Alison Atkin featured on the University news in brief website.

Alison Atkin featured on the Department of Archaeology news website.

The story has also been sent to local and regional press, so if we make it into any of those I will be sure to post an update.

This week, while I was in contact with the press office at the University… of Sheffield (gee, it can get confusing with all of the universities involved in this post, although I am pretty certain you figured out which one I meant based on context, since Penny University doesn’t have a press office – other than me in my back room) one of their staff members pointed out an unintended link between the name I have chosen for this podcast and website and the University of Sheffield.  I really should have picked up on this, since I know my University history, but somehow it slipped through the gaps in my grey-matter.  What is the link you ask?

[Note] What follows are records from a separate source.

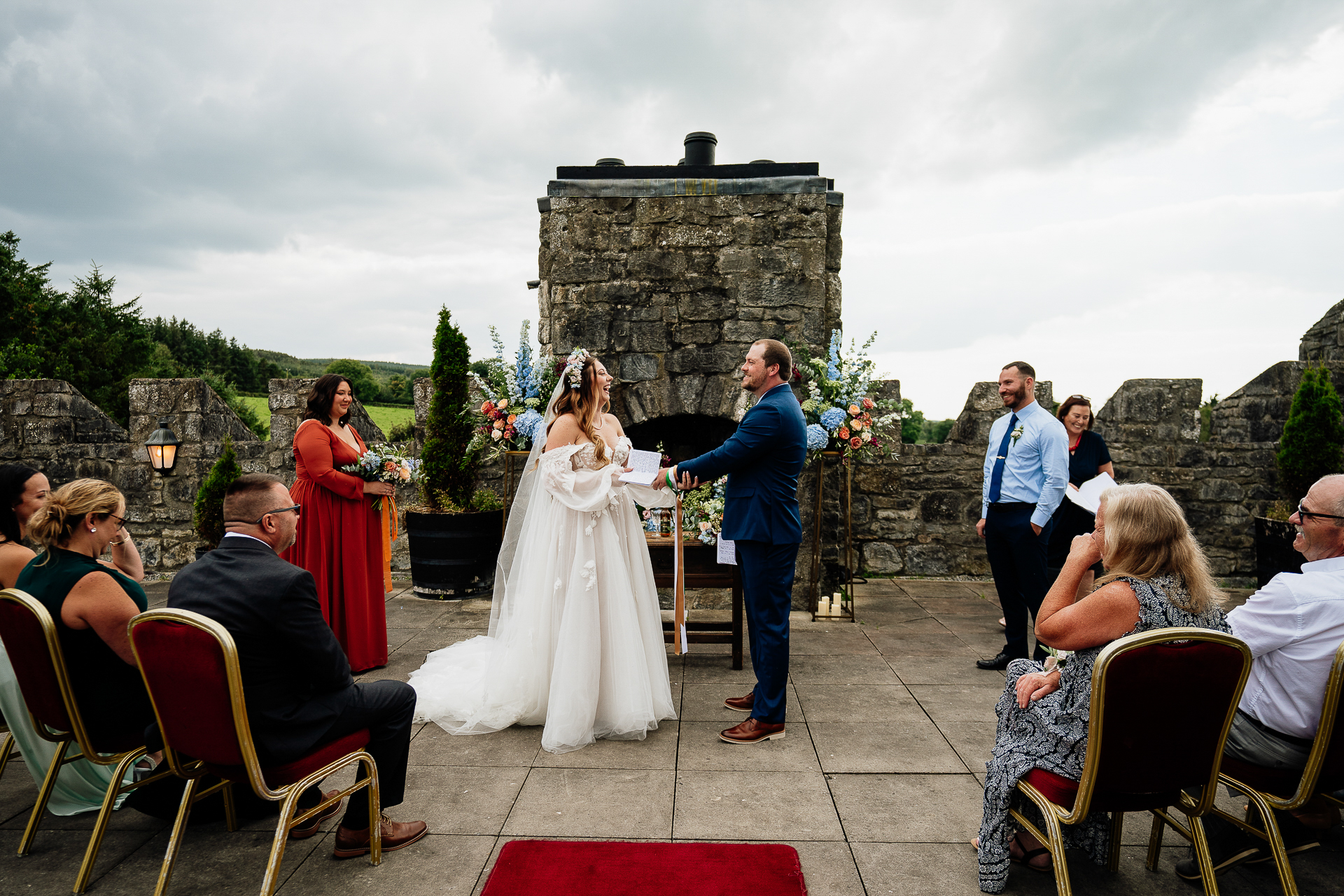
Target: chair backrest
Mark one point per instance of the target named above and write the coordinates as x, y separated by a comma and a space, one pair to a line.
30, 638
1328, 750
190, 665
1161, 704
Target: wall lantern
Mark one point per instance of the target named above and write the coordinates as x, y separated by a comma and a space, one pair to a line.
163, 448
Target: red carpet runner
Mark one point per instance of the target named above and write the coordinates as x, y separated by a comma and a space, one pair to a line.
571, 868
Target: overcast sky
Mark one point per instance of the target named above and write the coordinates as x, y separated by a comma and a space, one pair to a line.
1109, 190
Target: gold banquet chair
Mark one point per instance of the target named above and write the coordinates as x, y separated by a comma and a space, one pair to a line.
34, 648
1285, 790
190, 665
1149, 691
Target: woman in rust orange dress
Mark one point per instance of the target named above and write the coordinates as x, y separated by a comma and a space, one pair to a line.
340, 535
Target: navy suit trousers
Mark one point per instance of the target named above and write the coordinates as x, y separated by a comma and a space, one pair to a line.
1018, 562
768, 598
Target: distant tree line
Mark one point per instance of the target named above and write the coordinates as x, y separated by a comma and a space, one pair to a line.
917, 430
99, 346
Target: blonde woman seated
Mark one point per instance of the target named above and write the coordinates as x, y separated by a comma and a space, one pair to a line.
1159, 580
81, 785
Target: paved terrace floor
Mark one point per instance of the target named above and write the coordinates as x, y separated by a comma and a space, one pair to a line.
878, 783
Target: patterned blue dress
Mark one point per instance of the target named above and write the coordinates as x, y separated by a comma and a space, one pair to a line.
1051, 734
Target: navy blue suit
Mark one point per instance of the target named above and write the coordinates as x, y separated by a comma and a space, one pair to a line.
764, 460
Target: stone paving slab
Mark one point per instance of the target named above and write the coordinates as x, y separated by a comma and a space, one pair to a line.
878, 783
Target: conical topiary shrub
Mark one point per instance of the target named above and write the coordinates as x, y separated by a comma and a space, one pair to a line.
1313, 437
207, 516
448, 477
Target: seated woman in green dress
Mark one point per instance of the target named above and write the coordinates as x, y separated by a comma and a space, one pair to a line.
81, 786
90, 603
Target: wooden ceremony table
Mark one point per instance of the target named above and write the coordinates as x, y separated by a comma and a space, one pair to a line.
702, 571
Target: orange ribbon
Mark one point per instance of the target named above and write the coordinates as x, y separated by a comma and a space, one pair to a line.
388, 536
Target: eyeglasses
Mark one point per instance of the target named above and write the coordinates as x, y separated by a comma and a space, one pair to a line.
1307, 514
257, 522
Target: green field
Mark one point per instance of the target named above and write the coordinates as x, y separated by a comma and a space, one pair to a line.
385, 416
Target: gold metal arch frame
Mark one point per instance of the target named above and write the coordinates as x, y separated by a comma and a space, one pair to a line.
80, 736
1307, 785
286, 796
1191, 808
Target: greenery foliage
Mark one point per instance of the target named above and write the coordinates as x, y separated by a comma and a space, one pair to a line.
207, 516
448, 481
1313, 437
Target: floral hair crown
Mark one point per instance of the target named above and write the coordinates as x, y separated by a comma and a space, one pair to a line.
574, 367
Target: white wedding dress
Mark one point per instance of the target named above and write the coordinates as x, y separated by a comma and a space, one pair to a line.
575, 638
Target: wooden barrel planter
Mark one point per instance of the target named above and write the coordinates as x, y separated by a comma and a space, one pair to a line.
1275, 551
454, 555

Well, the University of Sheffield is actually sometimes referred to as the Penny University!  This nickname comes from the origin of the University, which was founded with donations of pennies from the local steel and factory workers.  The aspiration was to establish a University that would benefit all members of society.  There is a great publicity poster from the campaign for a University charter, which sets out their intentions.  It reads:

The Proposed University Building

You should support the University because:

  1. The UNIVERSITY will be for the people.
  2. The UNIVERSITY will bring the highest education within the reach of the child of the working man.
  3. The UNIVERSITY will help the local industries.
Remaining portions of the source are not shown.